Speech recognition

Mr Dave Fish

Jomega Ltd, Austrey, Warwickshire

The number of automotive manufacturers to make use of speech recognition systems within their products is steadily increasing, along with the number of applications. The interfaces to many of the ancillary controls could be based around speech recognition, assuming the speech engines were accurate enough to produce acceptable levels of reliability. Climate control, telephone, navigation system, radio and PDA (personal digital assistant) could, and will be, voice controlled. However, in many vehicles, the background noise levels associated with vehicle operation significantly reduce the reliability of the systems, producing unacceptably levels of incorrect identification.

In order to test speech engines, both for algorithm development and product selection, it is important to be able to test the systems with representative levels of background noise. This noise must represent a wide variety of sources, from engine and wind noise to rain drumming and passing trucks, under a similarly diverse range of operating conditions. As such, the process of testing a system rigorously under actual measured conditions becomes extremely onerous.

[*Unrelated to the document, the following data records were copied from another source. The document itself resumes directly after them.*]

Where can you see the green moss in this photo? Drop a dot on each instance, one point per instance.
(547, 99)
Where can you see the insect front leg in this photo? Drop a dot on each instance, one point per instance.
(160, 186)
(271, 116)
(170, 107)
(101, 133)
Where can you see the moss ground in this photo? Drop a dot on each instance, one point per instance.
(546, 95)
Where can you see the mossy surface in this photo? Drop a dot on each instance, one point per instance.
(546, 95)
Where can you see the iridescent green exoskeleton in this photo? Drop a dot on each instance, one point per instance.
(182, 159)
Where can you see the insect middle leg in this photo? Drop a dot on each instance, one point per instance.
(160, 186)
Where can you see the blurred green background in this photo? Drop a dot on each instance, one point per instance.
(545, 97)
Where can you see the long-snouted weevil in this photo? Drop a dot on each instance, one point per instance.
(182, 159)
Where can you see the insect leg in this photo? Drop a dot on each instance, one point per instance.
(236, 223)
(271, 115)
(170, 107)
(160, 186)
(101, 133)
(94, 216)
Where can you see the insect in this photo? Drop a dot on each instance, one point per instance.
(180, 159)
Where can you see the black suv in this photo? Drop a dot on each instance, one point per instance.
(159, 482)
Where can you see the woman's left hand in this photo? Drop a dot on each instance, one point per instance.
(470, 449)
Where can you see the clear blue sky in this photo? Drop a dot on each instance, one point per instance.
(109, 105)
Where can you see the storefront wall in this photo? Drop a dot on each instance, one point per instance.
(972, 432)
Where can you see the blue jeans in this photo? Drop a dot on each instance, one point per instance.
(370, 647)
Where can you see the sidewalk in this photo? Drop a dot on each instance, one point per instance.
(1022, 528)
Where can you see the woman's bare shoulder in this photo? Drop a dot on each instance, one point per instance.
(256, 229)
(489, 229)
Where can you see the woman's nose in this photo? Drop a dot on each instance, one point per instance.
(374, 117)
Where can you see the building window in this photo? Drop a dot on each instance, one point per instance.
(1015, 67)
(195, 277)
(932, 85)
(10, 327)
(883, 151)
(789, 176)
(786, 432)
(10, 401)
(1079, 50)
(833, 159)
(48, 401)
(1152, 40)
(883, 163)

The purpose of this project is to identify a suitably compact, artificial signal that is short enough to allow extensive testing of the speech engines but remains representative of the in-vehicle operating environment encountered. To achieve this the signal must contain all the significant characteristics of the vehicle environment, including level, transience and spectral balance such that, statistically, it will represent the actual noise floor presented to the speech recognition algorithm over the vehicles operating envelope.

The question is how to identify the significant features in the background noise and how they should be incorporated into the artificial signal to ensure a statistically valid test signal is achieved.